It was the Nina, the Pinta and the Santa Maria all over again. I was sailing to the new world, from the land of the Crêpe to the land of the Grappa. A sea change: The Gulf of Genoa. The new world where our breath slowed, ending the hot canine breath of summer. Dog days when the sea convulsed, wine turned sour, hounds grew mad, and man became afflicted with burning fevers and frenzies, the brain boiling like an egg in a bone pot.
This, my first Hash in Italy. Oh, allow me: I’m “Dog of the Hare.” I arrived with nothing but my keen wits, my good looks, and my treasure trove of many words. Plus the Hoo-hah of hope. Oh yeah, least I forget, I had my mistress “Sex Club” in tow. In this new land, she says the best disguise was to be recognizable. She’ll be wearing a yellow T-shirt when she comes…tra la la. Vita E segreti del mare dall’impressione alla scomposizione visiva – If your mind is a matzoh ball, then everything looks like soup. (Loosely translated).
We washed ashore on the Italian Riviera, a land of savages and kings. In Albenga, we were met by our new handler: The Duchess of Cambridge. E la Sua visione del mondo – And His vision of the world. A person plans and God laughs. Duchess employed a loud voice, the international carrier of communication between cultures, as well as a colourful Berlitz of inscrutable gestures. We left all control to the Duchess, the mapmaker, the navigator. It’s not good to risk mutiny by one who controls the sea. What’s the difference between God and Duchess? God doesn’t think he’s on a mission from Duchess.

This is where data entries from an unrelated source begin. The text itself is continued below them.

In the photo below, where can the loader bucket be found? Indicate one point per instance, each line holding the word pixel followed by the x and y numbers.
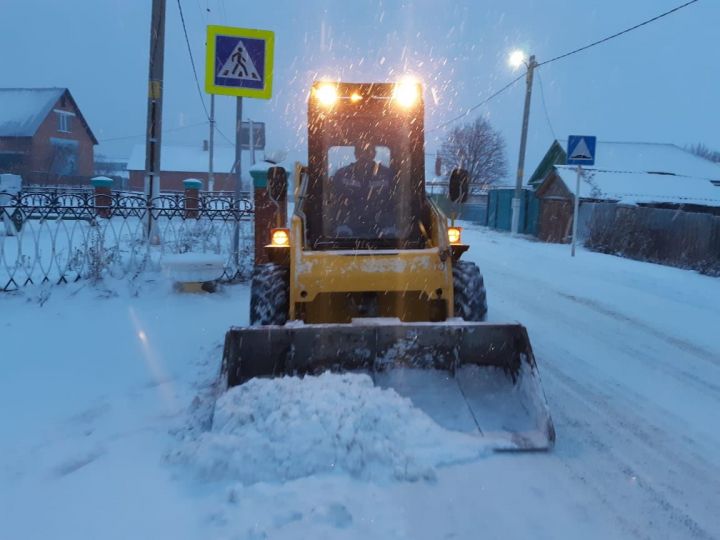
pixel 474 377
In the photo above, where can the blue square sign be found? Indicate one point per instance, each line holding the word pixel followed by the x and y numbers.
pixel 239 62
pixel 581 150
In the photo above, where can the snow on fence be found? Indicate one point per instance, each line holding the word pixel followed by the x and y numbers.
pixel 664 236
pixel 59 236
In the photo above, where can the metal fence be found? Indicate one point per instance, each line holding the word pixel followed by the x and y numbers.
pixel 60 236
pixel 671 237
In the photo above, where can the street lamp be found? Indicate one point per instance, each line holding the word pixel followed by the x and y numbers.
pixel 517 58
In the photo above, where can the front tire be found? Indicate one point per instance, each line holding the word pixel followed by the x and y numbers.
pixel 470 297
pixel 269 295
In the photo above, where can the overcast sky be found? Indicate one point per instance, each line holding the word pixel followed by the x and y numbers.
pixel 659 83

I was hashing on the Italian Riviera, sniffing and leaving canine messages around unpronounceable towns of – Albenga, Alassio, and Laigueglia. Our shelter for the weekend was the Sole Mare Hotel in Albenga, a town that boasted great hamlets. Food not ever far from our gullets, I ate like a galley slave, wolfing down enough nosh for an entire year. Sea food – eat. I’d never eaten a boiled egg. I soon found a boiled egg in the morning hard to beat.
Evenings were a dog-fight, laughing, singing, puking, the happy buffeting of each other’s ears like drunken puppies, late into the night until we all collapsed in a historic heap. Time can make between-the-leg Prunes out of even the most succulent of Plumbs.
Alls well that ends well. Gratefully, we got a lift home to Cannes from Fairy Plunger and we Bonded. He talked of his favourite resto on the Italian Riviera, in San Remo. He had my muzzle flaps flewing over his favourite meal: spaghetti and lobster. He drove us home, right to my fave sniff spot.
Later at home my mistress yapped: “Hey, Dog of the Hare, now here’s a coincidence: I’m reading Le Point magazine and guess what the Canadian Prime Minister and Barack Obama ate for dinner at Justin Trudeau’s favourite resto in Montreal, the Liverpool House? Spaghetti and Lobster!” On-On till next year.